I stopped doing sponsorship because I notice that most traffic (like 70%) through this channel are Android devices. But Rise only have iOS right now (Android launching soon later this month). Will be back investing in this channel soon.
5. Directory & product launch websites ($0 spent, ~500 clicks)
The last channel is posting your product on directory or product launch website like Product Hunt, Mircolaunch and 1000 tools.
I posted MarketingAI on Mircolaunch, 1000.tools and Product Hunt. Also Rise on Mircolaunch. They brought in around 500 quality clicks for MarketingAI. I haven’t track the conversion but I don’t think there’s any purchase from those platforms.
Note: Product Hunt didn’t feature my MarketingAI launch because they see my product as ‘not good enough’. While some silly tool like meme generator are featured. So my Product Hunt launch basically got 0 organic clicks. They are a rotten platform to me now. Very disappointing.
My lesson learned
- Take marketing seriously. After shipping your MVP, spend at least 2 weeks seriously doing marketing.
- If you’re not good at marketing, ask AI for marketing advices. I got the above channel ideas all from asking GPT and Perplexity for similar product’s strategy. With the right prompt, you can get some amazing marketing action plan and content sample ready. That’s why I made MarketingAI.co as well. Give it a try if marketing has been a problem to you.

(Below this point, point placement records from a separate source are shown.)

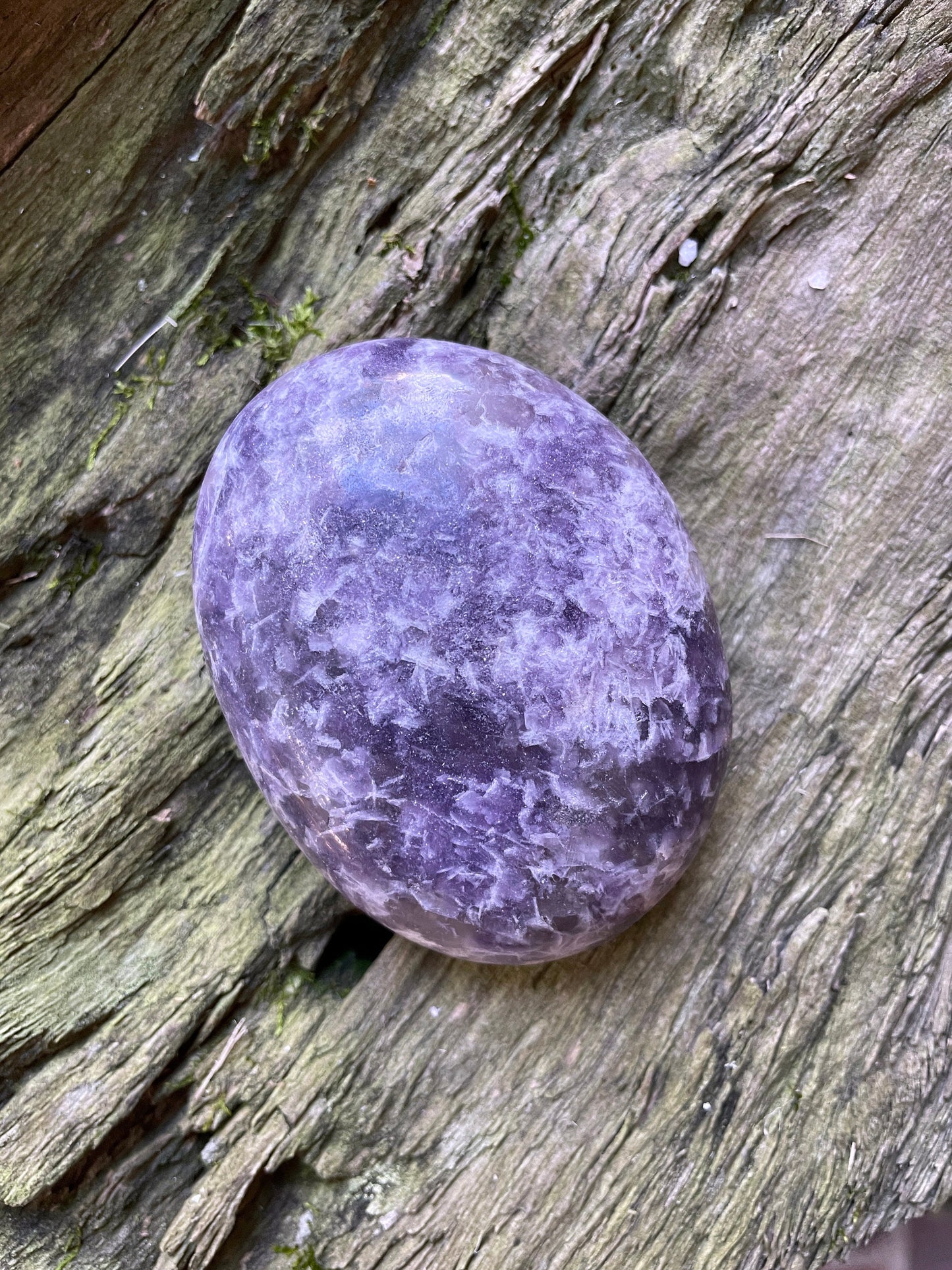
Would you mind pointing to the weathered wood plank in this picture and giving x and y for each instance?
(756, 1075)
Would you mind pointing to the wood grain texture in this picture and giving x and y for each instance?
(757, 1075)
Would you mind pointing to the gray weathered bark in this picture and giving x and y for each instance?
(758, 1074)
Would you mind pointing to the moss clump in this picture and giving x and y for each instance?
(527, 233)
(277, 334)
(435, 22)
(125, 391)
(72, 1246)
(82, 571)
(213, 327)
(395, 242)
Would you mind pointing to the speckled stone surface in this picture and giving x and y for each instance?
(465, 645)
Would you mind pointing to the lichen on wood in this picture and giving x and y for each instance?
(757, 1075)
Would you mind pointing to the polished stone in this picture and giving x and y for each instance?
(465, 647)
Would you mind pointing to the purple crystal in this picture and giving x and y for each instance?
(465, 645)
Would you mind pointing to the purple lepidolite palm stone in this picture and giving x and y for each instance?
(465, 647)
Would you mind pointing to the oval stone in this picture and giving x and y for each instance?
(465, 645)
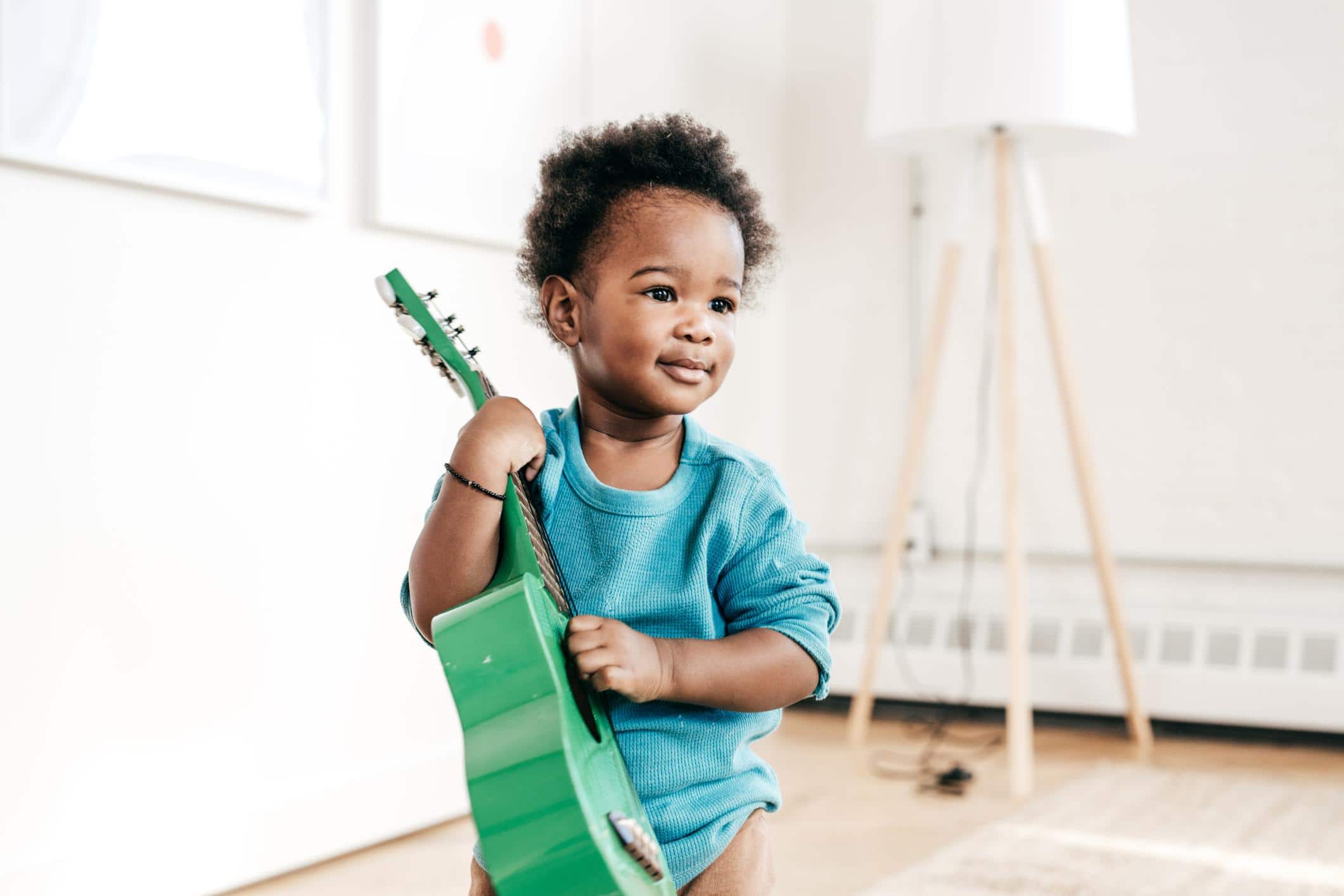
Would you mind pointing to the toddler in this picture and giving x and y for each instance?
(698, 610)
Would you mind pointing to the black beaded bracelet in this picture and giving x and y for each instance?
(475, 485)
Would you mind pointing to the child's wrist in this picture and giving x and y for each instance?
(667, 668)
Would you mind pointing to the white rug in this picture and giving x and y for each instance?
(1134, 831)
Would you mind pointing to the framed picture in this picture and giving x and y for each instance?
(468, 98)
(226, 99)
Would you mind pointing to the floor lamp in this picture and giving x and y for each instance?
(1014, 74)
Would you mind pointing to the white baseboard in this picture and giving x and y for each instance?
(1215, 645)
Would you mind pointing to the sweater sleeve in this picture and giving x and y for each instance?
(406, 579)
(772, 582)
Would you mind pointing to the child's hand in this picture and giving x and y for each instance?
(616, 657)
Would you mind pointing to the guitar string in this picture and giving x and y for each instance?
(550, 567)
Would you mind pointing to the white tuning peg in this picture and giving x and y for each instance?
(409, 324)
(456, 383)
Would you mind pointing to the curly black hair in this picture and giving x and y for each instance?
(589, 171)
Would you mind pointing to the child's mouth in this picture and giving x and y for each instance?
(683, 374)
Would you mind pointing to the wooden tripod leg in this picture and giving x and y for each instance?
(1140, 729)
(1020, 765)
(861, 708)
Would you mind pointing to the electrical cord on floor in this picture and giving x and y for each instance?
(929, 769)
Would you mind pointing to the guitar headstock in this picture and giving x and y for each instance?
(438, 335)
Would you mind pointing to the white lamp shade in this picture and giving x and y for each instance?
(1056, 70)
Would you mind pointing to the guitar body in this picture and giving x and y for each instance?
(553, 802)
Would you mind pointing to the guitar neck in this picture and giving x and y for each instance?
(438, 336)
(551, 575)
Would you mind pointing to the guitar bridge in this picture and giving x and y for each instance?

- Some channel works better for your product. Find those channels. Like for Rise, short form videos is a much better channel than cold email. To find those channels, you can ask GPT for references on similar products or use MarketingAI.co.
- Optimise for conversion. Not matter how many clicks you got, it’s conversion that matters. You can optimise conversion through hacks like adding social proof on onboarding/landing page, abandoned cart email etc.
- If your app is only in one platform (iOS/Android), don’t do UGC sponsorship.
That’s it — marketing is really hard, but as long as you don’t give up and invest in the correct channel, result will come. Good luck! Happy to answer any questions.